Was ist ein Jonbar Point ?
Im Prinzip ist ein Jonbar Punkt eine Abzweigung, deren jeder Pfad zu einem völlig anderen Ergebnis führt.
Der Begriff stammt aus einen SF-Roman von 1938 ("The Legion of Time" von Jack Williamson.
(Kurzer Abriss: Der Protagonist Denny Lanning wird durch Besucher aus verschiedenen alternativen Zukunften(?) zu Handlungen verleitet, die das Schicksal eines später lebenden John Barr beinflussen sollen. Barr wird ein einflussreicher Erfinder werden, aber je nachdem, wie die Geschichte laufen wird, entsteht eine Superstadt namens Jonbar, die die Welt reagiert oder die Welt wird von den Gyronchi regiert. Aus beiden Zukunften wird versucht, die Geschichte dahin zu lenken, damit die eigene Existenz erhalten bleibt.)
Der Roman hat natürlich damit einige Paradoxa-Probleme. Darum gehts es aber nicht.

Man kann wohl besondere Wendepunkte in der Geschichte danach als Jonbar Punkte bezeichnen. Sci-Fi Romane und Filme haben das Untergenre "Alternative Geschichte" zu Thema. (Kennen wir alle. Die Deutschen haben den zweiten WK gewonnen, Charles Babbage erster Computer wäre gebaut worden, die Römer hätten Heron's Dampfmaschine eingesetzt. Die Integralrechnung und Differentialrechnung wäre seit den Griechen weiter verfolgt worden.

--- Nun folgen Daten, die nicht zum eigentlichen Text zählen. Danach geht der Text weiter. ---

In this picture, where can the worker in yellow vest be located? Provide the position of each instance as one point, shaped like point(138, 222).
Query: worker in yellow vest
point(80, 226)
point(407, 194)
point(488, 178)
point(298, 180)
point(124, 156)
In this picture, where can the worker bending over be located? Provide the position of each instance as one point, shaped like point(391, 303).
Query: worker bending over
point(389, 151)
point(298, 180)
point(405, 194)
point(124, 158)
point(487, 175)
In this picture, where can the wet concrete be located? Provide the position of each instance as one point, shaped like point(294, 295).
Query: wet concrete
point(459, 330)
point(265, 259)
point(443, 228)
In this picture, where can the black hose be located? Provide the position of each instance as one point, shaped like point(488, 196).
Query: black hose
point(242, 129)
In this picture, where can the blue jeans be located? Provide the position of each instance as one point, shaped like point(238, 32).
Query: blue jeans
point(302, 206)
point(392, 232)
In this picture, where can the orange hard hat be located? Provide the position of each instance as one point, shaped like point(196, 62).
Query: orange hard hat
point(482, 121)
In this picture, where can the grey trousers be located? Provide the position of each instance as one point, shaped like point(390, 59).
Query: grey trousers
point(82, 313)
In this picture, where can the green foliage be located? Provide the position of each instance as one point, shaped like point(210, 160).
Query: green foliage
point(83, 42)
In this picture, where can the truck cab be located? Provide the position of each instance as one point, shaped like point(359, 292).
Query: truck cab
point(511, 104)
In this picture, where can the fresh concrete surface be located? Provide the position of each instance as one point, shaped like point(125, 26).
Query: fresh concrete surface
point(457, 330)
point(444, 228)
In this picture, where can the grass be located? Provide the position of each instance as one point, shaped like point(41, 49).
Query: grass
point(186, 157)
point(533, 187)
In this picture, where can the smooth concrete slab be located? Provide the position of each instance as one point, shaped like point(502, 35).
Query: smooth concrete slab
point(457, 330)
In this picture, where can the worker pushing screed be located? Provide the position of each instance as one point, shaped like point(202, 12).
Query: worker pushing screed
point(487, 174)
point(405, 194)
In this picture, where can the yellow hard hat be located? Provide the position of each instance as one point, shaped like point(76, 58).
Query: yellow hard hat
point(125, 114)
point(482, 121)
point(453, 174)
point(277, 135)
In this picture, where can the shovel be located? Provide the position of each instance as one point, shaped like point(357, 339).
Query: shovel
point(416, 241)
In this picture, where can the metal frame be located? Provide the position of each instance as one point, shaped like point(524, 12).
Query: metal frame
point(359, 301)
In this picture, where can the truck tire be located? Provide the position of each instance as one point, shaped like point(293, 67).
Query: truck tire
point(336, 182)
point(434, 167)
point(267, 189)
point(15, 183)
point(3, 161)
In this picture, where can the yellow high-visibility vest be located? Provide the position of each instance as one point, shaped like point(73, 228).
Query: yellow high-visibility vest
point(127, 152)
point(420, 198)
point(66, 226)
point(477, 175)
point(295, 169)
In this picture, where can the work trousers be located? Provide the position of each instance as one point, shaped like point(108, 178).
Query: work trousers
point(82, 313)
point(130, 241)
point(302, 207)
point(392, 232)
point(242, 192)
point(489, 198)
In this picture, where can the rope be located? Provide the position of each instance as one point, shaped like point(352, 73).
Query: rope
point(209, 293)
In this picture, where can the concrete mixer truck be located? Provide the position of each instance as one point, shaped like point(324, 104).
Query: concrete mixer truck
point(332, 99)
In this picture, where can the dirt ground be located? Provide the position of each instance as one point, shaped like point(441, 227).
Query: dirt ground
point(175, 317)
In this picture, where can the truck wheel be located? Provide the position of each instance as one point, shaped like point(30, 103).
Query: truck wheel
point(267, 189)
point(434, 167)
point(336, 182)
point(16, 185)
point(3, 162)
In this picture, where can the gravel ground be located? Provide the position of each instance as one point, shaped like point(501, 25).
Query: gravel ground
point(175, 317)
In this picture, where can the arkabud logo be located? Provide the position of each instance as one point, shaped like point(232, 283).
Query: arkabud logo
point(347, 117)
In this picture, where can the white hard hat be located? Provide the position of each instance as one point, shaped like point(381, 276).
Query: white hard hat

Welche Jonbar Punkte kann man in unserer Geschichte ausmachen ?
Also Punkte in der Zeit, die, wenn es etwas anders gelaufen wäre, zu einer total anderen Geschichte hätten führen müssen.

Welches Kriterium legt man an ?

Ohne ein Maß, könnte man jede Erfindung als Jonbar Punkt nehmen und ich bin sicher, einige werden glauben, dass die Menschheit ohne Fernseher, Playstation, Kreditkarte und FastFood dem Untergang geweiht wäre bzw. aufhören würde zu existieren.

Ich dachte mir also, dass ein Jonbar Punkt ein so einschneidendes Ereignis ist, dass durch sein Eintreten mehr als 2 Millionen Menschen gestorben sind.

Was, wie, warum ?
Wie kommt der denn darauf ?

Wie ich schon sagte, die meisten Erfindungen haben mit dem Fortbestand der Menschheit wenig am Hut. Das Leben wäre ggf. unbequemer. (z.B. Microwelle)

Beispiele für Jonbar Punkte für Europa (Meiner Meinung nach)

Jesus - Was wäre, wenn Jesus im zarten Alter von 15 vom Esel gefallen wäre und sich das Genick gebrochen hätte. Diese ganze Wasser-zu-Wein Geschichte hätte es nie gegeben. (Was ich persönlich für einen großen Verlust gefunden hätte))

Mohammed - (In der Wüste von Nomaden niedergemacht, bevor er den Koran zur Hand hatte)

(Jesus und Mohammed deshalb, weil Christentum und Islam in den nachfolgenden Jahrhunderten doch den einen oder anderen.... sagen wir mal, Interessenskonflikt hatten und Millionen Menschen starben)

Tod von Dschingis Khan bevor die Mongolen Europa erreichten. Somit Rückzug aller Mongolen bevor sie Europa platt machen.

Die Türken vor Wien können ihre unterirdischen Bomben zünden und die Stadt und damit Europa erobern.

Attentat auf Franz-Ferdinand und Sissy schlägt fehl, weil der Wagen seiner Majestät nicht genau vorm Attentäter Princip stehenbleibt.

Adolf Hitler im 1. WK gefallen. (Der darf nicht Fehlen)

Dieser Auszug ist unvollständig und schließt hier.